Nada más cierto. Me acordé hace algunas noches de la frase cuando acabé sentado, no sé muy bien cómo ni por qué, en una terraza de la plaza de Vigo y me puse a contar cuántos jerséis por los hombros pasaban por delante de mi Estrella bebida a morro -por la copa no paso ni en la plaza de Vigo, hasta ahí podríamos llegar-. Después de treinta o cuarenta jerséis por los hombros contabilizados -todos en tonos pastel y anudados sobre el pecho- me di cuenta de la gran verdad de la sentencia de Pérez Andújar. Ser de barrio es ser de todos los barrios. Así que uno, pase lo que pase en su vida, llegue adonde llegue, nunca deja de ser su barrio. A menos que reniegue del barrio. Pero renegar del barrio es incluso peor que cambiar de equipo de fútbol. Uno puede cambiar de pareja, de trabajo, de compañía telefónica, hasta de médico de cabecera. Pero lo que uno nunca puede hacer es cometer la traición de dejar su equipo o su barrio primigenio.
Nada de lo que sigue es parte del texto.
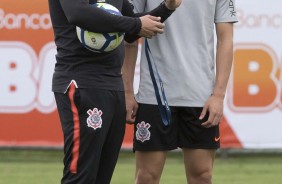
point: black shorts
(93, 124)
(184, 131)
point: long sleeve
(81, 13)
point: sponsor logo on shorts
(143, 134)
(94, 120)
(232, 8)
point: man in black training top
(88, 86)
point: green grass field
(45, 167)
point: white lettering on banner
(248, 20)
(33, 21)
(24, 84)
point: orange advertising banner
(28, 115)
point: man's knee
(145, 177)
(204, 177)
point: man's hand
(151, 25)
(131, 108)
(172, 4)
(214, 106)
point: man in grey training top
(194, 81)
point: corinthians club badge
(143, 134)
(94, 120)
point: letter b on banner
(17, 86)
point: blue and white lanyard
(164, 110)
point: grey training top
(184, 54)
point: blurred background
(30, 134)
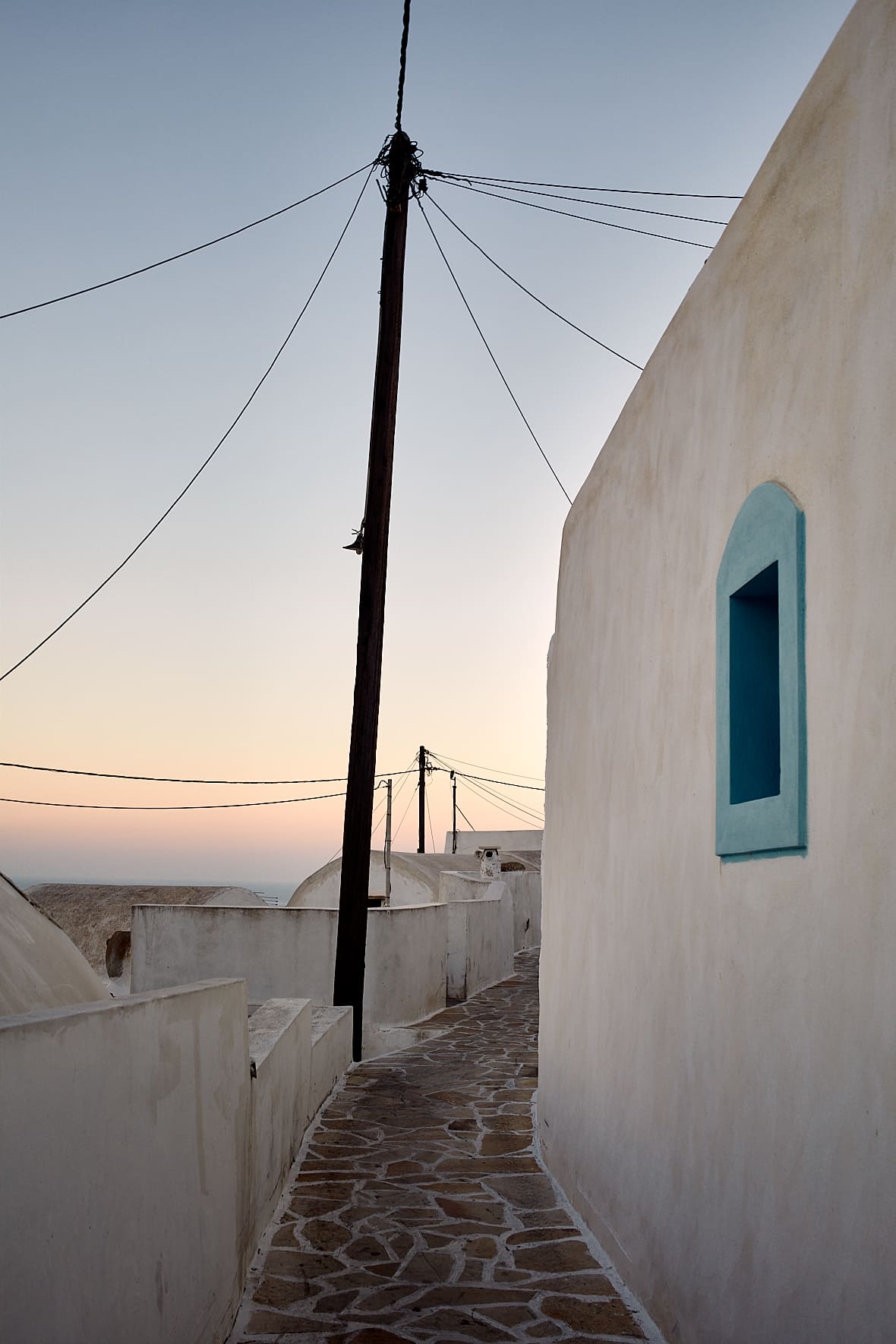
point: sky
(226, 648)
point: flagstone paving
(421, 1213)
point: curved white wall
(718, 1040)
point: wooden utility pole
(389, 843)
(351, 939)
(453, 812)
(421, 806)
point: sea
(274, 893)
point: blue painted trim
(768, 528)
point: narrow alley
(421, 1211)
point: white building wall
(124, 1169)
(279, 1047)
(291, 953)
(468, 841)
(718, 1040)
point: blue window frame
(761, 680)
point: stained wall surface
(716, 1080)
(39, 964)
(125, 1169)
(291, 953)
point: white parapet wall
(124, 1169)
(480, 933)
(525, 897)
(525, 890)
(279, 1047)
(331, 1052)
(516, 841)
(291, 953)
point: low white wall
(331, 1054)
(406, 964)
(124, 1169)
(279, 953)
(480, 942)
(464, 886)
(279, 1046)
(525, 890)
(291, 952)
(517, 841)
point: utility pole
(389, 841)
(351, 940)
(453, 813)
(421, 828)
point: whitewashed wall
(289, 953)
(718, 1040)
(124, 1169)
(520, 841)
(480, 941)
(279, 1046)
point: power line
(515, 815)
(476, 766)
(181, 806)
(571, 214)
(520, 806)
(406, 23)
(581, 330)
(221, 441)
(491, 354)
(536, 788)
(465, 818)
(607, 191)
(169, 778)
(604, 204)
(406, 809)
(188, 251)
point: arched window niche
(761, 680)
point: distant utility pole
(389, 843)
(421, 828)
(402, 167)
(453, 813)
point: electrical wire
(188, 251)
(579, 200)
(520, 286)
(519, 806)
(485, 790)
(221, 441)
(465, 818)
(167, 778)
(515, 816)
(405, 777)
(406, 23)
(180, 806)
(475, 766)
(491, 354)
(536, 788)
(406, 809)
(571, 214)
(607, 191)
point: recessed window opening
(756, 689)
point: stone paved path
(421, 1214)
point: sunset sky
(226, 649)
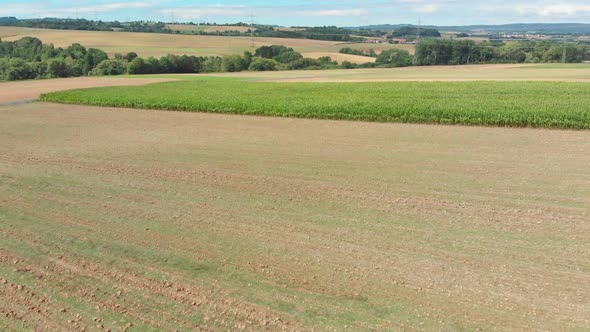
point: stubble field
(145, 220)
(135, 220)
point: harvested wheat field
(117, 219)
(11, 92)
(519, 72)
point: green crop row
(507, 104)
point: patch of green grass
(506, 104)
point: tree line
(29, 58)
(459, 52)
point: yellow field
(151, 44)
(207, 28)
(528, 72)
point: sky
(309, 12)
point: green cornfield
(484, 103)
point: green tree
(288, 57)
(262, 64)
(57, 68)
(232, 63)
(110, 67)
(137, 66)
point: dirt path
(14, 92)
(137, 220)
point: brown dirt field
(32, 89)
(136, 220)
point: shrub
(262, 64)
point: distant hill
(545, 28)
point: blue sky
(308, 12)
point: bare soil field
(11, 92)
(151, 44)
(117, 219)
(207, 28)
(520, 72)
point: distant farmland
(151, 44)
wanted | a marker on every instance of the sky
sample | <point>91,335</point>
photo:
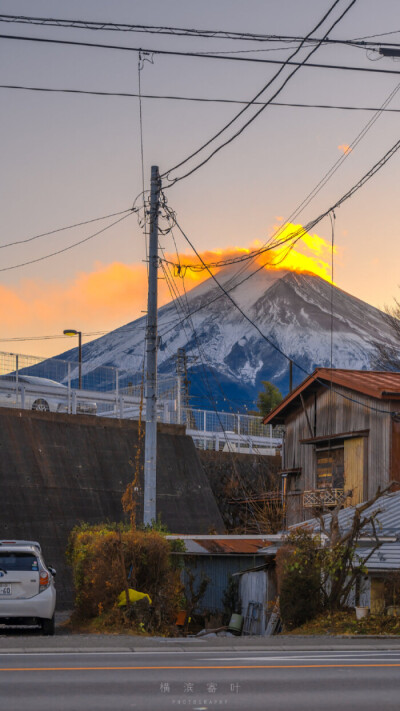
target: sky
<point>69,158</point>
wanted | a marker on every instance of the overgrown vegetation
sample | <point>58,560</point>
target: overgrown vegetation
<point>269,398</point>
<point>317,572</point>
<point>111,559</point>
<point>344,622</point>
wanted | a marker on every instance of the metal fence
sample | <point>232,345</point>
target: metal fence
<point>113,392</point>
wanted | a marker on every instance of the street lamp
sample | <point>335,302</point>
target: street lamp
<point>73,332</point>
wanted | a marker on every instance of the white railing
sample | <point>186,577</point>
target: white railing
<point>118,394</point>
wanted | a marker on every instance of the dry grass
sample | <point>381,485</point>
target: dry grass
<point>345,623</point>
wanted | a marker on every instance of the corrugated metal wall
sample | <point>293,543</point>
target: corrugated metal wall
<point>218,569</point>
<point>354,469</point>
<point>337,414</point>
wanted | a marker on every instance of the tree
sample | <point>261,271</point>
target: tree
<point>268,398</point>
<point>387,354</point>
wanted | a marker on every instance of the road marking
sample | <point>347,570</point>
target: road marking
<point>231,666</point>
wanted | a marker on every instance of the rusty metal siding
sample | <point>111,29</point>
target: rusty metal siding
<point>395,452</point>
<point>354,469</point>
<point>341,410</point>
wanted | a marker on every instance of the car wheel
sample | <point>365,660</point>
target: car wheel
<point>41,405</point>
<point>48,626</point>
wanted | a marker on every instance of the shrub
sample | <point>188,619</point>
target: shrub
<point>108,559</point>
<point>299,580</point>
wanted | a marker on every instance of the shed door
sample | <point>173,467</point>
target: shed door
<point>330,468</point>
<point>354,469</point>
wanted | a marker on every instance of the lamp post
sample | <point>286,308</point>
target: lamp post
<point>73,332</point>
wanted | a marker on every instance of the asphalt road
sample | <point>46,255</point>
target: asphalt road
<point>200,679</point>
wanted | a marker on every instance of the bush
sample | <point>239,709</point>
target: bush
<point>299,580</point>
<point>106,559</point>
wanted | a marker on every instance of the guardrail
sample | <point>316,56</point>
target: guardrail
<point>118,394</point>
<point>313,498</point>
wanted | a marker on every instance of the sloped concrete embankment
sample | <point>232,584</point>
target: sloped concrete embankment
<point>59,470</point>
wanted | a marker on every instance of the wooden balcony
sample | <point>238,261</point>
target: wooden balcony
<point>323,498</point>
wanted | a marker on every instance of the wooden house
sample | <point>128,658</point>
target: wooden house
<point>342,434</point>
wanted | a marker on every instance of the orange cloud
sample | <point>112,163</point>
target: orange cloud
<point>114,294</point>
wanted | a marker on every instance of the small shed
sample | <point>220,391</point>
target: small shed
<point>383,565</point>
<point>342,434</point>
<point>218,558</point>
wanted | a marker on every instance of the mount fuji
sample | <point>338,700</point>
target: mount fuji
<point>227,356</point>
Por eso los de barrio nunca acabamos de estar cómodos en todos los centros de A Coruña -hay tantos que ya no sé-: ni en los Cantones, ni en Cuatro Caminos, ni en la plaza de Vigo y sus jerséis por los hombros andantes. El centro, los centros, están bien para dar un garbeo el sábado por la tarde y bajarse un helado en la Colón. Pero nada más. En cambio, si uno es del Ventorrillo y se da un paseo por la ronda de Outeiro, los Castros, Monte Alto, los Mallos, la Sagrada o Monelos, se siente como en casa, aunque camine por calles que jamás haya pisado previamente. Porque se encuentra con la misma peluquería Merchi, la misma mercería Nieves, la misma frutería de la señora Lola e incluso con un clon del quiosco de Juan, donde lo mismo compras La Voz que un tarro de miel.
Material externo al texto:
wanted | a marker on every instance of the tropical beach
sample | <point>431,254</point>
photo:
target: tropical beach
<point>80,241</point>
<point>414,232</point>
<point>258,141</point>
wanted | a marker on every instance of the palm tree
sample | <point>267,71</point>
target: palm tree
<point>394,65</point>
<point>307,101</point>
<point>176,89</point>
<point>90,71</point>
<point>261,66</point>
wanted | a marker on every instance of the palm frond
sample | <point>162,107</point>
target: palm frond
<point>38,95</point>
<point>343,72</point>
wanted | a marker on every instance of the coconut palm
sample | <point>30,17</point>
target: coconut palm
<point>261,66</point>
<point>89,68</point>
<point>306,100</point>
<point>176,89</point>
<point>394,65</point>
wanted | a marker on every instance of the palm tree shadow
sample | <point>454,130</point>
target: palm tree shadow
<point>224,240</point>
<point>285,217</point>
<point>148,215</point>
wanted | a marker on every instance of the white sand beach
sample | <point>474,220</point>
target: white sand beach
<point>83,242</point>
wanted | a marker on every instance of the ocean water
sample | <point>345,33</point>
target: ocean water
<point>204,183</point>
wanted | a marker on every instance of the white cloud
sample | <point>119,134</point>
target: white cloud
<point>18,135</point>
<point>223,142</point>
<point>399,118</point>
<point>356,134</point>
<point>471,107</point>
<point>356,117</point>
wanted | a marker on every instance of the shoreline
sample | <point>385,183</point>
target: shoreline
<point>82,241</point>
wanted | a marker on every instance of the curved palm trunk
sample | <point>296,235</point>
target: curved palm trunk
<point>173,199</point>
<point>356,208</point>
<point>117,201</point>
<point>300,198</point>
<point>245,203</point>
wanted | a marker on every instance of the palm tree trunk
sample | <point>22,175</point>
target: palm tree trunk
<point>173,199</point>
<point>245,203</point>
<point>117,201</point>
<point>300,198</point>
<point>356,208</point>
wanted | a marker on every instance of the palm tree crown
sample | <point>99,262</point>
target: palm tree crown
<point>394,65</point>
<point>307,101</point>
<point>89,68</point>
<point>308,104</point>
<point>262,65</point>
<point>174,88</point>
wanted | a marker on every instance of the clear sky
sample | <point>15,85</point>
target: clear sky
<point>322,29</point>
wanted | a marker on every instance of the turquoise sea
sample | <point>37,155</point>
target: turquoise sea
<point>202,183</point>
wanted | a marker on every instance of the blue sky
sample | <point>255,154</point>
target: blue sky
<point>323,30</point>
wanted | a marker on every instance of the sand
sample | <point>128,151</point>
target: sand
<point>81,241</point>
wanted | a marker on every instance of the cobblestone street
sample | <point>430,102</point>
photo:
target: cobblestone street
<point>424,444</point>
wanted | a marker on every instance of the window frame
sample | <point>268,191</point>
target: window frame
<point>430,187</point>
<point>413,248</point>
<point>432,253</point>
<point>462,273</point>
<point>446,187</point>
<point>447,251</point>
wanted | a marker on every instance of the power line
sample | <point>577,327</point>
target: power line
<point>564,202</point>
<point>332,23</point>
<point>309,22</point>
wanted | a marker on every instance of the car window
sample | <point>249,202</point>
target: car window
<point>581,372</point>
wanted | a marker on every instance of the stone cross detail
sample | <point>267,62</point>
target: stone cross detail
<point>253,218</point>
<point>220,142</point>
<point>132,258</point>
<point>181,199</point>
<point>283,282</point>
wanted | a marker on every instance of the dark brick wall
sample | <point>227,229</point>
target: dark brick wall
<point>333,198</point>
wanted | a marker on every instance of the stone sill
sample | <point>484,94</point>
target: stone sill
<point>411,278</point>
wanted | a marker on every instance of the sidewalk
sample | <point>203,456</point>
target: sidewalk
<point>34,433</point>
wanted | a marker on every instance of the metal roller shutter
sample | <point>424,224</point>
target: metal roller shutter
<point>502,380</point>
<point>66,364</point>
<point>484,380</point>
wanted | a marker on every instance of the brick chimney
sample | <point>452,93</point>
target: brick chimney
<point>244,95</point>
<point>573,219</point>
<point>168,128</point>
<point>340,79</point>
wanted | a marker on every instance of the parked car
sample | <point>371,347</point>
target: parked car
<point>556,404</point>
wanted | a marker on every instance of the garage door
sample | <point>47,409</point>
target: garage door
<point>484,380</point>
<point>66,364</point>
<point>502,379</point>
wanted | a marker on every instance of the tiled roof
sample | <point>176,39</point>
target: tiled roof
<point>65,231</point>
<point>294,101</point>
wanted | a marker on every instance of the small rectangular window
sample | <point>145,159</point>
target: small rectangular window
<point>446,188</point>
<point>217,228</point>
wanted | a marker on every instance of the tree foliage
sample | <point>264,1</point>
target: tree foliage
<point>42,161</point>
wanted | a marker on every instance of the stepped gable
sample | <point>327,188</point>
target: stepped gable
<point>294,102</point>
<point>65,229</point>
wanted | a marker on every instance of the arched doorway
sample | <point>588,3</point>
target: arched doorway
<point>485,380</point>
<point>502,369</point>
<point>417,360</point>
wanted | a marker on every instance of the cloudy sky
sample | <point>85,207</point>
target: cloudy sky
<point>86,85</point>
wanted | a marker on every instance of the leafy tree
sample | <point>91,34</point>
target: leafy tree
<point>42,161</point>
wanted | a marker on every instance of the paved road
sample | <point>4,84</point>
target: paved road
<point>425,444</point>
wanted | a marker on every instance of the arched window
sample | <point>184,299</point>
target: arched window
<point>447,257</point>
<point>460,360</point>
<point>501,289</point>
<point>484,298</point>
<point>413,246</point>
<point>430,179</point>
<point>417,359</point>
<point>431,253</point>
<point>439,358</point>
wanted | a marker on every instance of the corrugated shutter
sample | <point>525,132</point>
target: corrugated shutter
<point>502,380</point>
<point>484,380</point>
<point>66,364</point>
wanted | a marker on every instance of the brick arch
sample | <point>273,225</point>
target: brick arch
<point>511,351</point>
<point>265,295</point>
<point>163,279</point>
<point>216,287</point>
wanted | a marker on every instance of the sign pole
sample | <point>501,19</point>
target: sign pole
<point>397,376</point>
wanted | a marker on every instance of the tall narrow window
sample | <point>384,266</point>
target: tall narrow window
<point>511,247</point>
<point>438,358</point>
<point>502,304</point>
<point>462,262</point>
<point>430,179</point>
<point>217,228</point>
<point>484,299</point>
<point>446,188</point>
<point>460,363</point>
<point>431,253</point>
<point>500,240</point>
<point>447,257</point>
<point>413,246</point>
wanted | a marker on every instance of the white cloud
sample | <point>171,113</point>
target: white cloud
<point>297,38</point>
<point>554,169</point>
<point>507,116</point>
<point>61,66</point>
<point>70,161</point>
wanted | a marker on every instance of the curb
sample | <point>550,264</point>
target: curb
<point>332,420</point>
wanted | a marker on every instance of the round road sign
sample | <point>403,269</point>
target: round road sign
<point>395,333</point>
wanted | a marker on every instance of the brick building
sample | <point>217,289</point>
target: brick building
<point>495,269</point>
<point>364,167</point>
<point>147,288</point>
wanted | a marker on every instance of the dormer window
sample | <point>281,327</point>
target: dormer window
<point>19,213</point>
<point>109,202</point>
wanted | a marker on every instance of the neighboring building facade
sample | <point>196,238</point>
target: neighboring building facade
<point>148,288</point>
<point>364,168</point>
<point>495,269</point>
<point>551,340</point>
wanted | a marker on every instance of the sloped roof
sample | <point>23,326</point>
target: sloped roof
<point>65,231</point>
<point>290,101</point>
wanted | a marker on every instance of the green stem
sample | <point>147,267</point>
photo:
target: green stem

Ser de barrio es ser de todos los barrios. Aquí y en Sant Adrià de Besòs. Porque tropezamos con el bareto de la esquina, el estanco donde todavía venden sellos -ahora son como plateados y llevan la efigie del rey Felipe VI-, la floristería Purita y la papelería Toño, donde aún venden afilas, libretas y lápices Staedtler HB número 2.
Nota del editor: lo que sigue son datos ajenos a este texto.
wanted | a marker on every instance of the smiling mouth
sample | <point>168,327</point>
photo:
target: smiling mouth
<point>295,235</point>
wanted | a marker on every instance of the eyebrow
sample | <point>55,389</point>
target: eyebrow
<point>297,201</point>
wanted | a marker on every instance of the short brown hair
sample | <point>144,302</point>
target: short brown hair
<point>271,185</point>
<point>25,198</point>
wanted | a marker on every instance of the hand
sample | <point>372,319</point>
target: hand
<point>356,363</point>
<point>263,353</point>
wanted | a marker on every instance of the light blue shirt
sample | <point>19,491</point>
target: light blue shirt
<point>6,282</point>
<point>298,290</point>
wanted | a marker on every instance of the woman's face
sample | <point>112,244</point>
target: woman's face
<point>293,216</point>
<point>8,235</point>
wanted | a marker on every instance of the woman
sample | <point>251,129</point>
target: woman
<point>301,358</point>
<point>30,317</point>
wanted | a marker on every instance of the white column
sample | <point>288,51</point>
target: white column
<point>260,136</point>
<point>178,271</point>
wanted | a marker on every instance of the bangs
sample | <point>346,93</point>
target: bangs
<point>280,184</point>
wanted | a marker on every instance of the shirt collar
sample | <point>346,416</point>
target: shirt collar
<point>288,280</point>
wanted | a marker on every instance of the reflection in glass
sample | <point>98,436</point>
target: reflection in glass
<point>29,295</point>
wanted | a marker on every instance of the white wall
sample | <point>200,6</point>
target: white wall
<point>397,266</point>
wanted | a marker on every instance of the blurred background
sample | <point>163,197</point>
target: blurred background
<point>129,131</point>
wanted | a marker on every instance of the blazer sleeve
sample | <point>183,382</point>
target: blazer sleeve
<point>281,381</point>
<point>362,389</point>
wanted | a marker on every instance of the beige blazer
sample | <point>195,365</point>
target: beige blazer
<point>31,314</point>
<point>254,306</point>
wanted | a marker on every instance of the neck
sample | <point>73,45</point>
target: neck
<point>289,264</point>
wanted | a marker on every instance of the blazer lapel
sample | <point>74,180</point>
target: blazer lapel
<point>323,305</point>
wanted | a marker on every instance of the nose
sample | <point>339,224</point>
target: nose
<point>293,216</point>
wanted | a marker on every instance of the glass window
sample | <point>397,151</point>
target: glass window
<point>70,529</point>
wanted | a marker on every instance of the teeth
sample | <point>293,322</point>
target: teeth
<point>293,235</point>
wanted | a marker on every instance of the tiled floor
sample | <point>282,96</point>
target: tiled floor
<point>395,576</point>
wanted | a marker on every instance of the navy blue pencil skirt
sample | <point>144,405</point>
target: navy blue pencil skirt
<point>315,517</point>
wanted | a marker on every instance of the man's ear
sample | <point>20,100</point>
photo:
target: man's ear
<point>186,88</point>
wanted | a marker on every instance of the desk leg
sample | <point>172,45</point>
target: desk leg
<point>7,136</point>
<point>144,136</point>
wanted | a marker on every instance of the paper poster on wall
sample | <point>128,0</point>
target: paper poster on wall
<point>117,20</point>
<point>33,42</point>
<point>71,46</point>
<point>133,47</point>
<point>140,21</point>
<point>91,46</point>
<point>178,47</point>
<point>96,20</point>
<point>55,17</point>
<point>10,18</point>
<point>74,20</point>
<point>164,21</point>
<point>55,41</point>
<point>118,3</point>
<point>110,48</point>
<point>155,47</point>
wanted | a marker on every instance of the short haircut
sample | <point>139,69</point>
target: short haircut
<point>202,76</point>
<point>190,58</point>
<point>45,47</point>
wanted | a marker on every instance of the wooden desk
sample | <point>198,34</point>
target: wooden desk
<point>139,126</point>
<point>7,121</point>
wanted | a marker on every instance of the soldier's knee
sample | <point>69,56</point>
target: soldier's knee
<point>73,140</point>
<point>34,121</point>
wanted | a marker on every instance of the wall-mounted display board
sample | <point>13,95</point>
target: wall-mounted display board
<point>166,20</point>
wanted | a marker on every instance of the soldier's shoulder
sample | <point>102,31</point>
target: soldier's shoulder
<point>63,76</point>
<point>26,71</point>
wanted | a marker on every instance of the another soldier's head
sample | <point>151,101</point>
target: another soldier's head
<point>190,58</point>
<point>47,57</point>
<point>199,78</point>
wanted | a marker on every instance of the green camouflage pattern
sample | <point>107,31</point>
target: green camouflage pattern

En el barrio los vecinos todavía se saludan por su nombre y no quieren mudarse a ningún otro sitio de la ciudad porque son ya la segunda o tercera generación que vive atrincherada en las fronteras de su Little Big Horn. Esperemos que, aunque solo sea en esta ocasión, el coronel Custer y el Séptimo de Caballería resistan, y que el barrio no sucumba al avance despiadado de las multinacionales, las franquicias y otras especies invasoras del centro urbano.